【深層】を読む プロ運用者の行動原理 相場が一方通行化する背景

概況


配分変更には長時間を要す

高値を狙いつつも、急速に進む円安に対する警戒感も強い相場が最近の特徴だ。消費税10%への引き上げの決断を控えて、景気への期待感と不安感が交錯する中では、いろいろな要素に神経質にならざるを得ない格好だ。

東京市場で売買の多くを担っている海外投資家からしても、急速な円安進行は悩ましいところだ。日本経済が、以前ほどではなかったとしても、円安でメリットを受けるのは、彼らも理解している。しかし、ドル建てで運用成績を見る場合、せっかくの値上がり益が円安によって打ち消されてしまい、世界全体で見れば、良くて「並」の相場に見えてしまう。もちろん、ほかに「並」よりも高成績の市場が無いとなれば、消去法的な選択により日本株に資金が向かう可能性はあり、現状は、それがある程度効いているだろう。しかし、ほかに「並以上」の市場が出てくれば、資金が一気に逃げ去るリスクも抱えている。

年金資金やヘッジファンドなどにかかわらず、プロとして運用を担当している者からすれば、どんな相場環境であっても、運用成績が他人より劣後することは許されない。そのため、少しでも運用成績を向上させる要素があれば、ファンダメンタルズの要素からみるとベストな選択ではなくても、その市場に資金を向ける傾向が強い。

個人投資家には、「何もしない」とか「現金にして放置しておく」選択肢があるが、プロの運用者には多くの場合、運用資産を現金にして放置することは、運用方針から許されない場合が多い。プロの運用担当者が年金資金等の運用資産を受託する場合、「現金比率は◯×%以下」などと定められている場合が多く、どんな状況においても、定められた資産に対してフルに投資すること(フルインベストメントと呼ぶ)が義務付けられているのが通常だ。「あなたに運用を託している以上、どんな状況においても“運用”をしてください」という意味合いがある。つまり、どれだけ相場が低迷すると予想されていても、そして相場全体が下落すると予想されていても、現金にして放置することが許されていない。そのため、世界的に相場が下落すると予想されるならば、許される範囲の商品や市場において、もっとも下落リスクが小さいと考えられるところに資金を集中させることになる。

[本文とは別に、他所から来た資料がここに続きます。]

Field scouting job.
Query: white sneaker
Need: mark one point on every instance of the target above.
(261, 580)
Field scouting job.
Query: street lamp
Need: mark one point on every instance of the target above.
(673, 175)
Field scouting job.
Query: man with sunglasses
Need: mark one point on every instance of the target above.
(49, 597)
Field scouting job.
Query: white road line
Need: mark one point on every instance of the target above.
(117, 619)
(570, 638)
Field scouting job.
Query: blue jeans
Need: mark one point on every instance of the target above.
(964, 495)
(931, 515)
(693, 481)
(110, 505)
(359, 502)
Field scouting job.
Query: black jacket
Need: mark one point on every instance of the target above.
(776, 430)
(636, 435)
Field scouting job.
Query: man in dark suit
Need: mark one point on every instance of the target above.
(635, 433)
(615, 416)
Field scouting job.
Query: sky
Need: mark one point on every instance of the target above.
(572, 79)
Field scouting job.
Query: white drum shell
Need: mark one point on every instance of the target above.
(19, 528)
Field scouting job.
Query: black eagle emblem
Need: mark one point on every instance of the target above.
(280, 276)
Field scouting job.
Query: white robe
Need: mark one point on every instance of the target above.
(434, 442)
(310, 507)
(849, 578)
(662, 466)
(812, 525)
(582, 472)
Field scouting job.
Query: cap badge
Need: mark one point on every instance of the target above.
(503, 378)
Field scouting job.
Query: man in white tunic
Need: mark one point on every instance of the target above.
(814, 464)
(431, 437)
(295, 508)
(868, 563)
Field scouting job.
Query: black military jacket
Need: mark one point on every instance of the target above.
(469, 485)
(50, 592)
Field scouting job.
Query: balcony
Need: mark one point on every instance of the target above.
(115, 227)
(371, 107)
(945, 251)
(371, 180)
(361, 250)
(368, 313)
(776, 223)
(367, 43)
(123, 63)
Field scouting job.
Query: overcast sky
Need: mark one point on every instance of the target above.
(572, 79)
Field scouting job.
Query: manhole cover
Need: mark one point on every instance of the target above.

一方、運用資産を預託する資金の出し手からすれば、世界的に株式市場の下落リスクが高いと考えているならば、資金を預託する段階で全体の分配から株式に向かわせる資金を減らす手段を取る。これをアセットアロケーションと呼び、広い視野から方針を定める必要がある。そのため、アセットアロケーションの変更にはかなりの時間がかかるのが通例で、素早く動いたとしても年度単位、年金資金等の中期計画では、5-10年単位での変更は珍しい話ではない。つまり、日々の相場に対応するような変更は、まず不可能だ。

こういった性格の資金が多い中では、運用担当者は、日々の市場環境に対応して、より運用成績が向上する、もしくは運用成績の劣化を避ける可能性が高いところに資金を向けることになる。そして、最近の傾向として、他者と比較する相対的な成績対比が主流化しており、誰かが動けば他者が追随するといった一方通行的な傾向が強くなっている。運用担当者の差が見えにくくなり、運用担当者が全体として同一方向に動く傾向が強まっているのだ。

個人投資家としては、こういった市場の大きな部分を占める資金量の大きな投資家の行動原理、行動心理、行動原則を理解し、可能であれば先回りするだけの余裕を持ちたい。